Plausible Indication of Gamma-Ray Absorption by Dark Matter in NGC 1068
Gonzalo Herrera
TL;DR
The paper addresses the mismatch between IceCube's high-energy neutrinos from NGC 1068 and the weak gamma-ray flux observed by Fermi-LAT. It proposes that gamma rays are absorbed by a dense dark-matter spike surrounding the central supermassive black hole, deriving a model-independent attenuation measure $\Delta \mu$ and inferring a target cross section $\sigma_{\rm DM-\gamma}/m_{\rm DM}$ that can reconcile LAT and IceCube data. To realize this attenuation, the authors explore simple inelastic DM–photon scatterings producing a dark photon or an ALP final state, and demonstrate viable regions in $(m_{\rm DM}, \epsilon)$ that fit the gamma-ray spectrum while satisfying collider and cosmological constraints. The approach highlights a testable link between AGN environments, dark matter properties, and high-energy astrophysical observations, offering a less-tuned alternative to extreme astrophysical scenarios. A key takeaway is that a cross section of order $\sigma_{\rm DM-\gamma}/m_{\rm DM} \sim 10^{-28}-10^{-30}$ cm$^2$/GeV could provide the needed absorption, though its realization requires careful model-building to satisfy multi-mavelength and cosmological bounds.
Abstract
NGC 1068 is the brightest extragalactic source in high-energy neutrinos as seen by IceCube, yet the accompanying gamma-ray flux is orders of magnitude weaker.

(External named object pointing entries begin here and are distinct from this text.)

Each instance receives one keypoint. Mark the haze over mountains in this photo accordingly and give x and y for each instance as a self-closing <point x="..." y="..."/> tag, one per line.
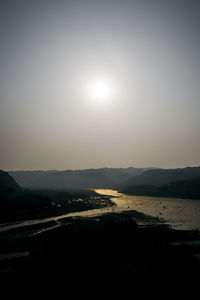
<point x="90" y="178"/>
<point x="182" y="182"/>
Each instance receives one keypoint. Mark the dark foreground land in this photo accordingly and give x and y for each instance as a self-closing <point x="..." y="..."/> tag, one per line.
<point x="109" y="250"/>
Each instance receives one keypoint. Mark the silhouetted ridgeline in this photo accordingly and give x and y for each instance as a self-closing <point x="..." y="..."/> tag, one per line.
<point x="179" y="183"/>
<point x="91" y="178"/>
<point x="7" y="183"/>
<point x="17" y="203"/>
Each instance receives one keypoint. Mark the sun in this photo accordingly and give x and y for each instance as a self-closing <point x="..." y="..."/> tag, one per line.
<point x="100" y="90"/>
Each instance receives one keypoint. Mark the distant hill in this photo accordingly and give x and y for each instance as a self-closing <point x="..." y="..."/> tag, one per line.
<point x="159" y="177"/>
<point x="7" y="183"/>
<point x="89" y="178"/>
<point x="189" y="189"/>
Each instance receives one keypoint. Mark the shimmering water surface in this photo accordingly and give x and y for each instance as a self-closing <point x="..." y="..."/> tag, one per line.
<point x="179" y="213"/>
<point x="183" y="214"/>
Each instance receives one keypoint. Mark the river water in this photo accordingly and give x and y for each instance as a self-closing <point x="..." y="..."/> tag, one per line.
<point x="182" y="214"/>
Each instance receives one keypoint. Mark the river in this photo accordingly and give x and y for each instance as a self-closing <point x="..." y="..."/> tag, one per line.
<point x="182" y="214"/>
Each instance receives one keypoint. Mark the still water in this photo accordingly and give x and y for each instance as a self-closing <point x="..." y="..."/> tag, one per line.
<point x="178" y="213"/>
<point x="182" y="214"/>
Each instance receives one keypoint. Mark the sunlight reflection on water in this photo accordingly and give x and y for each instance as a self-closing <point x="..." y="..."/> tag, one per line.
<point x="179" y="213"/>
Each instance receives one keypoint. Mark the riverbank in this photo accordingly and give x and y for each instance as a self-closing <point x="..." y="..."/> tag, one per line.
<point x="110" y="249"/>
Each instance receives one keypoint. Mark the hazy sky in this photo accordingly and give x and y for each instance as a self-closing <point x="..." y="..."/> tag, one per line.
<point x="146" y="53"/>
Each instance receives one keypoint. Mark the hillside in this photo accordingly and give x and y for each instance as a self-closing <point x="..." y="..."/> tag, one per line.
<point x="90" y="178"/>
<point x="159" y="177"/>
<point x="7" y="183"/>
<point x="189" y="189"/>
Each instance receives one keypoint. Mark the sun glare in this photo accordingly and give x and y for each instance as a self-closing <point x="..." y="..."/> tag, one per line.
<point x="100" y="90"/>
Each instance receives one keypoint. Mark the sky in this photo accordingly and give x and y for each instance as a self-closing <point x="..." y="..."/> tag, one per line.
<point x="108" y="83"/>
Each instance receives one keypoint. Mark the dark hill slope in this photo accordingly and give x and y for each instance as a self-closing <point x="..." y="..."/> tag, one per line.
<point x="159" y="177"/>
<point x="189" y="189"/>
<point x="7" y="183"/>
<point x="89" y="178"/>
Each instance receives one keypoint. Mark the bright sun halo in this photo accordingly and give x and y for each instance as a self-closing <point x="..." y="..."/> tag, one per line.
<point x="100" y="90"/>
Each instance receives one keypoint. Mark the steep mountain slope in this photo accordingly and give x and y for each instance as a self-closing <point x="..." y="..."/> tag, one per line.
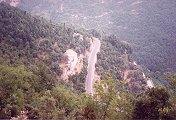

It has been argued that this indicates that the bulk of neutrinos and gamma rays are emitted in the innermost vicinity of the central supermassive black hole, which is transparent to neutrinos, but opaque to gamma rays. Even in such extreme scenarios for the acceleration of cosmic rays, astrophysical models typically overestimate the low-energy gamma-ray flux and/or require some fine-tuning in the physical parameters. Here we suggest instead that the dark matter surrounding the supermassive black hole may absorb the gamma rays, inducing the observed deficit. We show that for a dark matter-photon scattering cross section in the range $σ_{\rm DM-γ}/m_{\rm DM} \simeq 10^{-28}-10^{-30}$ cm$^2$/GeV, Fermi-LAT measurements can be well reconciled with IceCube data. We also present some simple particle physics examples that achieve the correct spectral energy dependence while respecting complementary constraints.